A state Supreme Court ruling issued Thursday clears the way for several hundred Lower Valley orchard workers to receive part of a $1 million judgment in a case alleging that they worked years for an unlicensed farm labor contractor.
A defense attorney, meanwhile, said the case could have much broader implications for the agricultural industry, fundamentally changing who qualifies as a farm labor contractor.
“It’s hard to overstate the impact this will have on agriculture in Washington,” said Yakima attorney Brendan Monahan, who has represented companies in a variety of major labor cases.
A spokesman for the state Department of Labor and Industries, which oversees farm labor contracting, said the agency agreed with the ruling.
“For us, the decision upholds what we have been doing all along,” Matthew Erlich said.

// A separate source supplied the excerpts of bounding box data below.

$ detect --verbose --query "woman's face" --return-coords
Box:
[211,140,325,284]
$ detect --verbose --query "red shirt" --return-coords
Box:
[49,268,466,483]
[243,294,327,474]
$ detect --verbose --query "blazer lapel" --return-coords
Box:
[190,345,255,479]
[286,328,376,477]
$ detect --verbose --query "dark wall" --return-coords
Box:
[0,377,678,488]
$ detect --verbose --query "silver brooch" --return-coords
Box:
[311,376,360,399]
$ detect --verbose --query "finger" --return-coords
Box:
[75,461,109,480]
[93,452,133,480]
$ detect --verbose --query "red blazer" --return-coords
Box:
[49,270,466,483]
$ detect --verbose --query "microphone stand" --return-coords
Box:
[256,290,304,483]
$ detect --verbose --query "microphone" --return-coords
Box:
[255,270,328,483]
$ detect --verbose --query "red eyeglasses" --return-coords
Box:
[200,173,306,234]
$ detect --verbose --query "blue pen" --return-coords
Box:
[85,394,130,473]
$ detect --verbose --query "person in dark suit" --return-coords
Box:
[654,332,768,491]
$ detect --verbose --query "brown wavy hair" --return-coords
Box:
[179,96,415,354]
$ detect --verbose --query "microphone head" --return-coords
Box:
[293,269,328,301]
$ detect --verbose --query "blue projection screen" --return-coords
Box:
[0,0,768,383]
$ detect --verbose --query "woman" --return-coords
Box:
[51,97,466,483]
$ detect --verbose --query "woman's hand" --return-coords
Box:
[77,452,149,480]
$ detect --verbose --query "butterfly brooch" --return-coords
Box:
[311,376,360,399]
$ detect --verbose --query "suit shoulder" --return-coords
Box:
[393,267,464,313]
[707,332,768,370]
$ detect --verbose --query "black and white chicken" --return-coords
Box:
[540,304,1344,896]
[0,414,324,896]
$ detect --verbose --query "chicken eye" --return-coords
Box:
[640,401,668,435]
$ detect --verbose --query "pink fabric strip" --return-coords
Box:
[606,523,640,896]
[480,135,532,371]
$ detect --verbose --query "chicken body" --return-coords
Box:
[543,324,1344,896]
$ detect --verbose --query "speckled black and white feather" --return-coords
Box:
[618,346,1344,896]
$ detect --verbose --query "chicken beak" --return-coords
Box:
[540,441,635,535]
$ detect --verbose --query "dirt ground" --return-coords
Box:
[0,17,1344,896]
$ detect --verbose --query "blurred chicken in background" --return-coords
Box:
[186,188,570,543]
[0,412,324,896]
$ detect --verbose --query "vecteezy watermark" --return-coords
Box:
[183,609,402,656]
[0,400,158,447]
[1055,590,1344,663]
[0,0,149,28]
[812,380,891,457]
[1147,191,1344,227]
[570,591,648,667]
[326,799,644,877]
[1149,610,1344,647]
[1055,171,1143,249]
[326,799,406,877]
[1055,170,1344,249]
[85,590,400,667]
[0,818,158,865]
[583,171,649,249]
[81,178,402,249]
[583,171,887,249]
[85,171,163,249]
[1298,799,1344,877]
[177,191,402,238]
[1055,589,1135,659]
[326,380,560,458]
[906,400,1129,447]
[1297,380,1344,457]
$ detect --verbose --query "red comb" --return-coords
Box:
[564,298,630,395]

Plaintiffs’ attorney Lori Isley said she was not sure whether the case will have the broad impact foreseen by some in the industry. But she said the ruling clarifies protections for workers.
“Had the companies’ arguments prevailed, any corporate farmer would have been able to avoid Washington state law requirements providing basic protections for farm workers,” she said in a statement.
The state high court’s ruling grew out of a defendants’ appeal in a federal lawsuit filed in 2012 by workers at three Lower Valley orchards near Sunnyside. The workers alleged they were fired after reporting to authorities that a Northwest Management supervisor often intimidated workers by firing a gun while at the orchards.
The plaintiffs were represented by Columbia Legal Services. Defendants in the case were John Hancock Life and Health Insurance, which owned the orchards; Farmland Management Services, a California company that contracted to manage the properties; and Northwest Management and Realty Services, a now-defunct Pasco company that subcontracted with Farmland to manage the properties, including hiring workers.
The Ninth Circuit Court of Appeals asked the justices to resolve two questions of state law, a common move when case law does not address the issue under appeal.
The Supreme Court ruled that Northwest Management qualified as a labor contractor because it received a fee for providing various labor services. Also, the court found the companies that hired the firm had a responsibility under state law to confirm it was properly licensed as a contractor.
The parties will now return to the Ninth Circuit, which will likely proceed with arranging distribution of the $1 million to the more than 700 workers who were part of the class-action case.